Our nation keeps setting records — but not the type of records to make us proud. These are records of national shame.
For the first time in our history, the estimated number of arrests for drug possession surpassed one million in 1994, according to the FBI annual crime report.
Most such arrests waste time and money — and divert police from dealing with serious crimes. If there is any place to compromise in the drug war, it is to eliminate most of these million arrests and, at the very least, stop wasting prison and jail cells on nonviolent drug users.
Other shameful records: The U.S. Justice Departmentjust reported that, for the year ending June 30, 1995, there was a record increase — 89,707 — in the number of state and federal prison inmates. And, for the first time, the number of state prison inmates went over one million — 1,004,608. Add 99,466 federal inmates to that and the total number of prisoners was 1,104,074. The U.S. incarceration rate of 565 per 100,000 population is the 'highest in the world, at least among those nations keeping accurate records. Yes, we're number one.
The number of black inmates in both prisons and jails (which held an additional 483,717 inmates either awaiting sentencing or serving short sentences) has grown faster than the number of whites. As a result, 6.8 percent of all black male adults are behind bars, compared with less than one percent of white male adults. Just think: One in every 15 black males is incarcerated!
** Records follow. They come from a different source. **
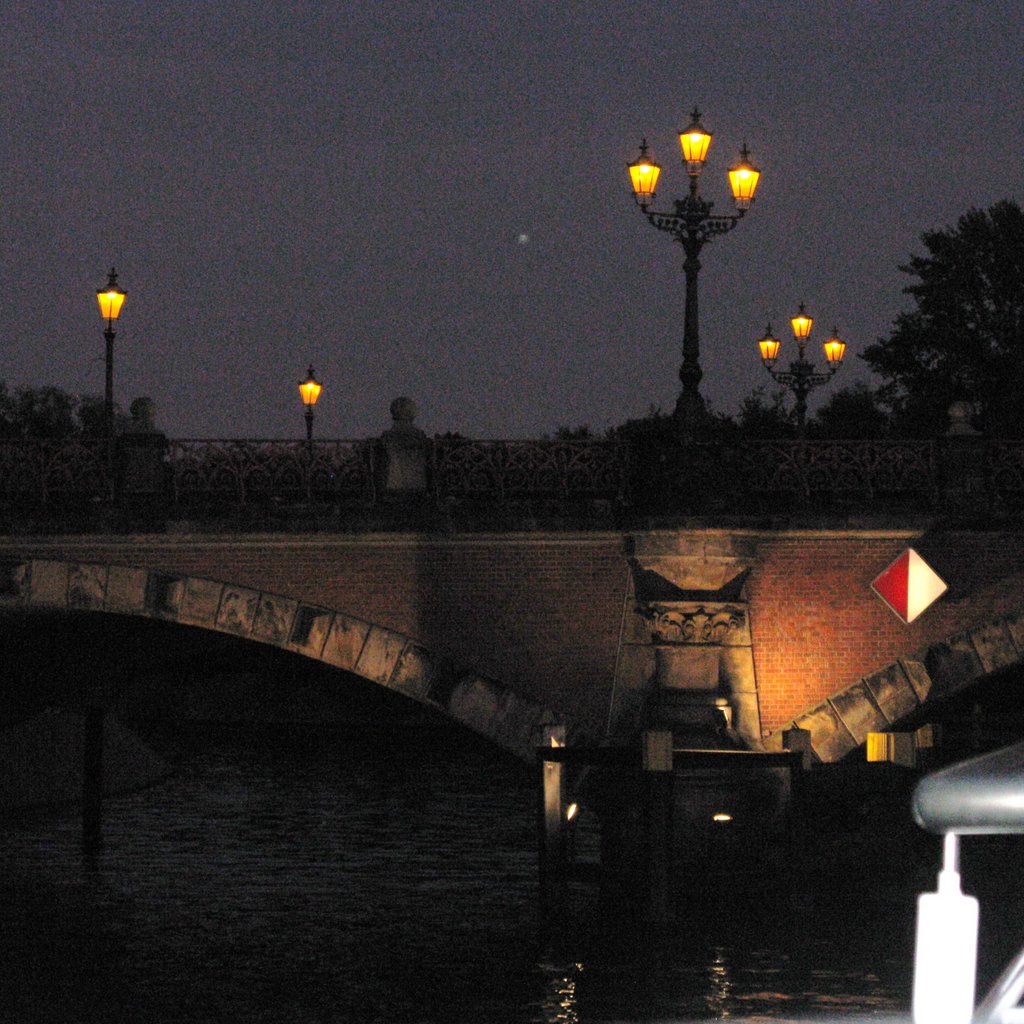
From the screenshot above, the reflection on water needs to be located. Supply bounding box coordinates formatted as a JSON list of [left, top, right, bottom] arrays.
[[0, 727, 912, 1024]]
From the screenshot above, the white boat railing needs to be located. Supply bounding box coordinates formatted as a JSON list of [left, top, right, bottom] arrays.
[[912, 743, 1024, 1024]]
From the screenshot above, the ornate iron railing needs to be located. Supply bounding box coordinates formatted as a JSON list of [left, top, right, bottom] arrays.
[[0, 435, 1024, 519], [648, 440, 939, 511], [167, 439, 374, 509], [431, 437, 630, 502], [0, 438, 114, 509]]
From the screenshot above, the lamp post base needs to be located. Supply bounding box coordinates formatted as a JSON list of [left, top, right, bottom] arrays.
[[672, 391, 711, 441]]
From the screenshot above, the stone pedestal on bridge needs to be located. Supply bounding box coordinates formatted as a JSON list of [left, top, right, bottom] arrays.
[[616, 534, 761, 750]]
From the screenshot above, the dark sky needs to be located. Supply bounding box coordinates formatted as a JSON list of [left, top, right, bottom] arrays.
[[0, 0, 1024, 437]]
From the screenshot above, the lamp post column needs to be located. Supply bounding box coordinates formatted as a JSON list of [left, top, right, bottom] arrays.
[[676, 243, 706, 433], [103, 321, 117, 437], [96, 266, 126, 437], [628, 109, 761, 440]]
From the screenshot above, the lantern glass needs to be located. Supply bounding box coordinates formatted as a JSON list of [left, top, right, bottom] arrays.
[[679, 108, 711, 175], [96, 267, 126, 322], [821, 328, 846, 370], [790, 302, 814, 341], [629, 139, 662, 206], [729, 145, 761, 210], [299, 367, 324, 409], [758, 324, 782, 366]]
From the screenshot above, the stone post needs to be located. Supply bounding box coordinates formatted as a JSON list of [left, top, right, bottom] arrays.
[[937, 401, 990, 513], [378, 397, 430, 500], [118, 398, 169, 513]]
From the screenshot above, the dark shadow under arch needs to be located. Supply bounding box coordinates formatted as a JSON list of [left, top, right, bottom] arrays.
[[0, 559, 572, 764]]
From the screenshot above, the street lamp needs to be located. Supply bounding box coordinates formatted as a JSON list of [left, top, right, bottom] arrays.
[[96, 266, 126, 437], [299, 366, 324, 441], [629, 108, 761, 437], [758, 302, 846, 437]]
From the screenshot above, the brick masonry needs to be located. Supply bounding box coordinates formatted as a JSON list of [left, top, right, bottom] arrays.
[[0, 529, 1024, 754]]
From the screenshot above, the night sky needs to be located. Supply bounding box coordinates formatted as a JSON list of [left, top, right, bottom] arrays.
[[0, 0, 1024, 437]]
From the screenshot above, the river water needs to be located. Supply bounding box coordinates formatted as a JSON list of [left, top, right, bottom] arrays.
[[0, 724, 991, 1024]]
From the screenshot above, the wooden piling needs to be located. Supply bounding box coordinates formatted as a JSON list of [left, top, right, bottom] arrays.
[[538, 726, 568, 921], [641, 729, 674, 925], [82, 706, 103, 854]]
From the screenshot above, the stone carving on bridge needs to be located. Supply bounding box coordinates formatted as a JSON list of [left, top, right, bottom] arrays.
[[637, 602, 746, 644]]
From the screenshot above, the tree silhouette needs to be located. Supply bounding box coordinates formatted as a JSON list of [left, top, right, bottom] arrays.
[[863, 200, 1024, 436]]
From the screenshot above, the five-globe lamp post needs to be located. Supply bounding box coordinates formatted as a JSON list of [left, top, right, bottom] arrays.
[[299, 366, 324, 444], [758, 302, 846, 438], [96, 266, 126, 437], [629, 109, 761, 437]]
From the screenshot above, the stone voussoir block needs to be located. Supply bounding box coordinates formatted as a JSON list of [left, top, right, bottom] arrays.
[[896, 653, 932, 703], [446, 674, 504, 736], [106, 565, 148, 615], [794, 700, 857, 762], [828, 680, 889, 745], [389, 643, 436, 702], [924, 633, 985, 697], [354, 626, 409, 686], [178, 577, 224, 629], [29, 559, 69, 608], [252, 594, 299, 647], [321, 613, 370, 672], [217, 587, 260, 637], [864, 662, 921, 725]]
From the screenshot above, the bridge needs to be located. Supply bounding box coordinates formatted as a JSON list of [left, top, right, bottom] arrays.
[[0, 411, 1024, 762]]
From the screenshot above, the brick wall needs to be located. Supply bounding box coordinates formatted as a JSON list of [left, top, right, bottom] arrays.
[[0, 529, 1024, 731], [746, 531, 1024, 731]]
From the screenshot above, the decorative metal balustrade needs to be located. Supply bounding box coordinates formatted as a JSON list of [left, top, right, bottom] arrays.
[[167, 440, 374, 510], [431, 437, 630, 502], [0, 435, 1024, 528], [0, 438, 114, 509]]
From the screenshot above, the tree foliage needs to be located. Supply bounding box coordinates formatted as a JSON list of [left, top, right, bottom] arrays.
[[863, 200, 1024, 436], [0, 381, 124, 439]]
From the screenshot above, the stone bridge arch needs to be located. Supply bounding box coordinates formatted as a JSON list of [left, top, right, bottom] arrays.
[[0, 559, 572, 764], [766, 607, 1024, 762]]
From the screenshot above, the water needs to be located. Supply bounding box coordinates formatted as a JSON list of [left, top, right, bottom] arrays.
[[0, 726, 937, 1024]]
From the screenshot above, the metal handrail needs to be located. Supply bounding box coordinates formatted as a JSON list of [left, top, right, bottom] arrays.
[[912, 742, 1024, 1024]]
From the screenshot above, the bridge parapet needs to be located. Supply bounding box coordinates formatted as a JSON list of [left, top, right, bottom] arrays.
[[0, 434, 1024, 532]]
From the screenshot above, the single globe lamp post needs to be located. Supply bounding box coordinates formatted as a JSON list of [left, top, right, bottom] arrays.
[[629, 109, 761, 437], [299, 366, 324, 443], [758, 302, 846, 438], [96, 266, 126, 437]]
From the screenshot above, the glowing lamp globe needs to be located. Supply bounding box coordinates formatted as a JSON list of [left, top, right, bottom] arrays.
[[729, 144, 761, 210], [679, 106, 711, 176], [96, 266, 126, 324], [758, 324, 782, 367], [790, 302, 814, 341], [629, 139, 662, 207], [821, 328, 846, 370], [299, 367, 324, 410]]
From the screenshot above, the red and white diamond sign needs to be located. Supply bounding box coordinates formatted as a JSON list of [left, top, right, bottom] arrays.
[[871, 548, 947, 625]]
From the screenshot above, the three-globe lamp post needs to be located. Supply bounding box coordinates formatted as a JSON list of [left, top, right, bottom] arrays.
[[96, 266, 126, 437], [758, 302, 846, 438], [629, 108, 761, 437], [299, 366, 324, 444]]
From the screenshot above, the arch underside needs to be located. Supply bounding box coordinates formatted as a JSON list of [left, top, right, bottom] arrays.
[[0, 559, 572, 764], [765, 608, 1024, 762]]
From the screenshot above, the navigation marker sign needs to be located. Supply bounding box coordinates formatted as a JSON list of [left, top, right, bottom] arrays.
[[871, 548, 948, 625]]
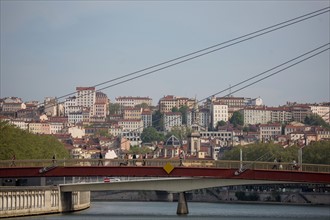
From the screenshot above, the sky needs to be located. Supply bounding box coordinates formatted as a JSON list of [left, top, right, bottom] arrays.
[[0, 0, 330, 106]]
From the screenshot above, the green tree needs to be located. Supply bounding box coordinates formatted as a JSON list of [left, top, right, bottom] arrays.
[[109, 103, 120, 115], [229, 111, 244, 127], [141, 127, 164, 143], [0, 120, 69, 160]]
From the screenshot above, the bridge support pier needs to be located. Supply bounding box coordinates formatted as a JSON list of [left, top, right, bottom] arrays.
[[60, 192, 73, 212], [176, 192, 189, 215]]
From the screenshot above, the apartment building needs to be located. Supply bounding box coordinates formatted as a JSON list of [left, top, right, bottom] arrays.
[[118, 119, 143, 133], [141, 109, 152, 128], [259, 123, 282, 140], [309, 103, 330, 124], [164, 112, 182, 131], [268, 107, 293, 123], [240, 106, 271, 125], [158, 95, 196, 113], [116, 96, 152, 108], [2, 97, 26, 112], [76, 87, 96, 115], [290, 105, 312, 123], [122, 107, 142, 120], [210, 102, 228, 128]]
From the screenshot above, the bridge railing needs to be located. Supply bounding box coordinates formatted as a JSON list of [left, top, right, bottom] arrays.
[[0, 159, 330, 173]]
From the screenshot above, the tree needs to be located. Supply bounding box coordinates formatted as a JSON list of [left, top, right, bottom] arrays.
[[109, 103, 120, 115], [141, 127, 164, 143], [229, 111, 244, 127], [0, 120, 69, 160]]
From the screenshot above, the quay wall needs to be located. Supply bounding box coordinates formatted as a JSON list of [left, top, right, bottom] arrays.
[[0, 186, 90, 218]]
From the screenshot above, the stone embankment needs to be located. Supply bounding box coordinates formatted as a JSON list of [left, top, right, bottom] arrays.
[[91, 189, 330, 205], [0, 186, 90, 218]]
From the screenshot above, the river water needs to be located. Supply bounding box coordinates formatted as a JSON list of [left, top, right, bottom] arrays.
[[20, 201, 330, 220]]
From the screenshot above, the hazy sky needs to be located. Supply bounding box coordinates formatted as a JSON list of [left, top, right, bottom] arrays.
[[0, 0, 330, 106]]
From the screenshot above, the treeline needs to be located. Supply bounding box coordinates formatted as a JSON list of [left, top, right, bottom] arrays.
[[0, 120, 69, 160], [222, 141, 330, 165]]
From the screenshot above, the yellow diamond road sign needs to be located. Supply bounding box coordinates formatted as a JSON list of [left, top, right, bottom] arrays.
[[163, 162, 174, 174]]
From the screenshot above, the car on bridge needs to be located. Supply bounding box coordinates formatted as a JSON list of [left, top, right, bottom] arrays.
[[103, 177, 120, 183]]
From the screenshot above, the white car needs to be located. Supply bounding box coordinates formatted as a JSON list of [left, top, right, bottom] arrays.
[[103, 177, 120, 183]]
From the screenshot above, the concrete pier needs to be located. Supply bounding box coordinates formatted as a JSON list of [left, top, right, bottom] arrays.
[[176, 192, 189, 215], [0, 186, 90, 218]]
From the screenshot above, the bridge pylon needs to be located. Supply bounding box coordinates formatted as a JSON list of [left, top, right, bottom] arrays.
[[176, 192, 189, 215]]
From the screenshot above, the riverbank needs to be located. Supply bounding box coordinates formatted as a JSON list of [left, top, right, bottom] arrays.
[[0, 186, 90, 218], [91, 189, 330, 205]]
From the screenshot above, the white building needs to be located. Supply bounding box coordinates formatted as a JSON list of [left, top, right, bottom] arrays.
[[118, 119, 143, 133], [141, 109, 152, 128], [10, 120, 29, 130], [76, 87, 96, 115], [164, 112, 182, 131], [116, 96, 152, 108], [240, 107, 271, 125], [310, 103, 330, 124], [64, 96, 78, 116], [48, 122, 64, 134], [259, 123, 282, 140], [210, 102, 228, 128]]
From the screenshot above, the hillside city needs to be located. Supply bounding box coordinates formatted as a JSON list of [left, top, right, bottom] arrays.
[[0, 87, 330, 160]]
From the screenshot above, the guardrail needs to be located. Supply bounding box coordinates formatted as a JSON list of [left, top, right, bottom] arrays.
[[0, 159, 330, 173]]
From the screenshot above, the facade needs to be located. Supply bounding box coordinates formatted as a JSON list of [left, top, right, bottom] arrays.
[[200, 131, 233, 145], [268, 107, 293, 123], [158, 95, 196, 113], [210, 102, 228, 128], [118, 119, 143, 133], [240, 107, 271, 126], [141, 109, 152, 128], [64, 96, 76, 116], [187, 108, 210, 129], [164, 112, 182, 131], [116, 96, 152, 108], [76, 87, 96, 115], [10, 120, 29, 130], [93, 92, 110, 118], [290, 105, 312, 123], [158, 95, 176, 113], [44, 97, 58, 116], [259, 123, 282, 141], [2, 97, 26, 112], [123, 107, 142, 120], [309, 103, 330, 124]]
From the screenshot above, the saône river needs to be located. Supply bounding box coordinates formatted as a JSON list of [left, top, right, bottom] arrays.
[[14, 201, 330, 220]]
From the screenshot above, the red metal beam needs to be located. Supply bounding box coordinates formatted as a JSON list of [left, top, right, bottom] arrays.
[[0, 166, 330, 184]]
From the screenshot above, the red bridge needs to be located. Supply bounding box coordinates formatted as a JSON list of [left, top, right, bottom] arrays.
[[0, 159, 330, 184]]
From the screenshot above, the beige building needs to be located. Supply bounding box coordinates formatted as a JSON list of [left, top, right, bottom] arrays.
[[259, 123, 282, 141], [240, 106, 271, 125], [309, 103, 330, 124], [123, 107, 142, 120], [158, 95, 196, 113], [116, 96, 152, 108], [211, 102, 229, 128]]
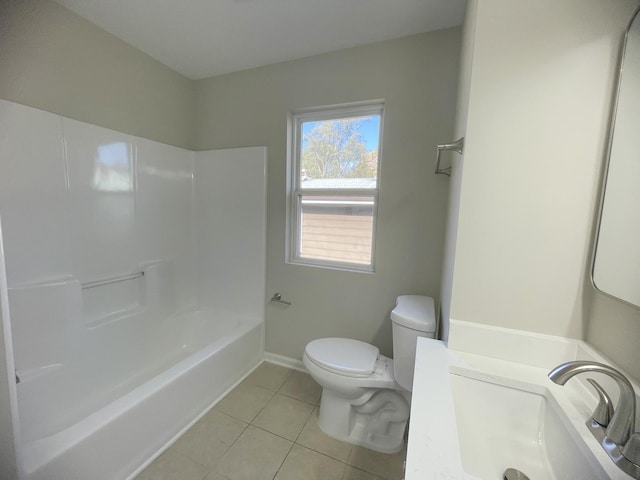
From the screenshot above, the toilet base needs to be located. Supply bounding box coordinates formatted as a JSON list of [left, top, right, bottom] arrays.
[[318, 388, 409, 453]]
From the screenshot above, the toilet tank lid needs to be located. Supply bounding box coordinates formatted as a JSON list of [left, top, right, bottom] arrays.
[[391, 295, 436, 333], [305, 338, 380, 376]]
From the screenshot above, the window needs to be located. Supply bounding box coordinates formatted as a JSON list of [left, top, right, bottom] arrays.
[[288, 103, 383, 271]]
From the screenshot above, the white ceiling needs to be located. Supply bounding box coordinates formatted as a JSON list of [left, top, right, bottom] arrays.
[[55, 0, 466, 79]]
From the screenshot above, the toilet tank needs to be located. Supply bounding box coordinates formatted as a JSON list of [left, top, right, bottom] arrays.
[[391, 295, 436, 391]]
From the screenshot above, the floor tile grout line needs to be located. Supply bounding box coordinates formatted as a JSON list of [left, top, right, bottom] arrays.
[[271, 434, 295, 480]]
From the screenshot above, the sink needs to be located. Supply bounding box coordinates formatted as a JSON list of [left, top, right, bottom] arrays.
[[450, 373, 610, 480]]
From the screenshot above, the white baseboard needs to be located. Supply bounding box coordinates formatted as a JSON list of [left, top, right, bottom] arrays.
[[264, 352, 309, 373]]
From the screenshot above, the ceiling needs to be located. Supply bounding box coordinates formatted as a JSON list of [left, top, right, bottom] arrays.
[[55, 0, 466, 80]]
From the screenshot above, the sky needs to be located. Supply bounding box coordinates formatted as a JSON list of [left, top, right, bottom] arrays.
[[302, 115, 380, 152]]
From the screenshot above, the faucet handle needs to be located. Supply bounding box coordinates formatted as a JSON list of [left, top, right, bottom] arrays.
[[587, 378, 613, 427], [622, 432, 640, 464]]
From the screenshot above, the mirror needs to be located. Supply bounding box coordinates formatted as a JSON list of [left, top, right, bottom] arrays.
[[592, 6, 640, 308]]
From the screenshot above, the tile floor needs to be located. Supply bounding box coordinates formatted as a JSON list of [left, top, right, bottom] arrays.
[[136, 362, 406, 480]]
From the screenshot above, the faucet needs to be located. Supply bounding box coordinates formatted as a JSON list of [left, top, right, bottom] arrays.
[[549, 361, 640, 479]]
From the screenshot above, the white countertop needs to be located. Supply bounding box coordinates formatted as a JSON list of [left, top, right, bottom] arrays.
[[405, 338, 631, 480]]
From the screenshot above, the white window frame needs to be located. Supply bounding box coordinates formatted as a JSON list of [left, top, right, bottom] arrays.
[[286, 100, 384, 273]]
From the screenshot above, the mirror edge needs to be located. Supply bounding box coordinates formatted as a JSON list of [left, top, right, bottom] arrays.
[[589, 5, 640, 310]]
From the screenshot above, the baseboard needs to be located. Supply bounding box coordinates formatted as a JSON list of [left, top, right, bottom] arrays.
[[264, 352, 309, 373]]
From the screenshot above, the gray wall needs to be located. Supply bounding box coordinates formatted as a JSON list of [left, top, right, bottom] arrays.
[[0, 0, 194, 148], [196, 28, 460, 359], [444, 0, 640, 379]]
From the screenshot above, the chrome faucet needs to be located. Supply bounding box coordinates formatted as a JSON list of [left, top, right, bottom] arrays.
[[549, 361, 640, 479]]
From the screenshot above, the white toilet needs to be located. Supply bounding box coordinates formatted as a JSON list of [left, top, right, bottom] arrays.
[[303, 295, 436, 453]]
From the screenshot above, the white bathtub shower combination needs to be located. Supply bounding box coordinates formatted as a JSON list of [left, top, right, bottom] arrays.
[[0, 101, 266, 480]]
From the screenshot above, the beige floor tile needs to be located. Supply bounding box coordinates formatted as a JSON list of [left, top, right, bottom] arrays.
[[171, 410, 247, 467], [251, 394, 313, 440], [278, 371, 322, 405], [349, 446, 407, 480], [275, 445, 346, 480], [204, 472, 229, 480], [296, 407, 351, 462], [342, 465, 384, 480], [136, 450, 209, 480], [214, 383, 273, 423], [243, 362, 293, 392], [216, 425, 292, 480]]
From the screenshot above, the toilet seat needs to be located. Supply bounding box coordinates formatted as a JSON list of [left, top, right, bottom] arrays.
[[305, 338, 380, 378]]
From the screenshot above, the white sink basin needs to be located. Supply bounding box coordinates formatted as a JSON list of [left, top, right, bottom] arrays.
[[450, 374, 609, 480]]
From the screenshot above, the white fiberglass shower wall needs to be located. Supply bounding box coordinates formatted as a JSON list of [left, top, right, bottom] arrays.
[[0, 100, 266, 478]]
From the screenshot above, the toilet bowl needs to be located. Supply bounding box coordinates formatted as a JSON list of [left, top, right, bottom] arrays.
[[302, 295, 435, 453]]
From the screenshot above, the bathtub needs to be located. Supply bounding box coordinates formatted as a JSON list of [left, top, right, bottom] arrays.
[[18, 310, 264, 480]]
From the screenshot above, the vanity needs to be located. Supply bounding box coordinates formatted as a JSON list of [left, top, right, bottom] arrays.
[[405, 321, 640, 480]]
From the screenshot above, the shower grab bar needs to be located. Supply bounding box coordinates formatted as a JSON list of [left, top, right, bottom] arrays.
[[435, 137, 464, 176], [80, 272, 144, 289]]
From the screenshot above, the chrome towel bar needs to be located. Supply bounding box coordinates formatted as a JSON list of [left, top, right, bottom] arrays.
[[435, 137, 464, 176], [269, 293, 291, 307], [81, 272, 144, 289]]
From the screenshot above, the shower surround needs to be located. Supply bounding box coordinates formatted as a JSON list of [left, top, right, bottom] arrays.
[[0, 101, 266, 480]]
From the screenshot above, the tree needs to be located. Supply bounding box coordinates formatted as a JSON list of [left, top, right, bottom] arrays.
[[302, 119, 378, 178]]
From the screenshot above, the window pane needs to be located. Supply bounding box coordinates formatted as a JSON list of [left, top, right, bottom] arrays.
[[299, 195, 374, 265], [300, 115, 380, 189]]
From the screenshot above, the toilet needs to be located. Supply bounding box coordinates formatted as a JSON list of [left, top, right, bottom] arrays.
[[302, 295, 436, 453]]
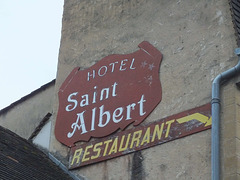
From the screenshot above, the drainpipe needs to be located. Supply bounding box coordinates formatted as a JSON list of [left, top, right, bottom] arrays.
[[211, 48, 240, 180]]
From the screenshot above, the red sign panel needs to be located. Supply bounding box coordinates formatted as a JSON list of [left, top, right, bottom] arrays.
[[55, 41, 162, 147], [69, 104, 212, 169]]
An even more disturbing record: Though blacks as a whole are only 12 percent of the overall U.S. population, for the first time, at the end of 1994 there were more black adult males behind bars than whites: 683,200 blacks compared with 674,400 whites. As Marc Mauer reports in this edition (see pages 11-13), the war on drugs is the chief architect of these records.
I am not one of those critics who put the whole burden for these doleful records on government policies. I place a good deal of the blame on the individuals — black, white, brown or polka dot —who decided to break the law and place themselves at risk of arrest. However, there is no doubt that government policies create the conditions and incentives that entice ordinary people into committing crimes. The drug war makes some chemicals more valuable than gold. Without overlooking the individual criminal's role, I hold the government primarily responsible for clinging to its war on drugs with little regard for the destructive fallout from that war.
It seems to me that this is what the Million Man March — which set its own record — was saying on October 16: Both individual behavior and governmentpolicies must be changed. Nowhere is the need for reform more urgent for the African-American community than in the field of injection-related spread of HIV. On top of all that I have already mentioned, the disproportionate number of African-Americans afflicted with AIDS is chilling, as Dawn Day documents in her latest report (see pages 4, 8). Higher rates of drug enforcement in the black community are one key to the higher AIDS rates there.
The multiple layers of discrimination, disparity and destructiveness evident in these records cannot be tolerated much longer by a civilized society. How much time is left for America?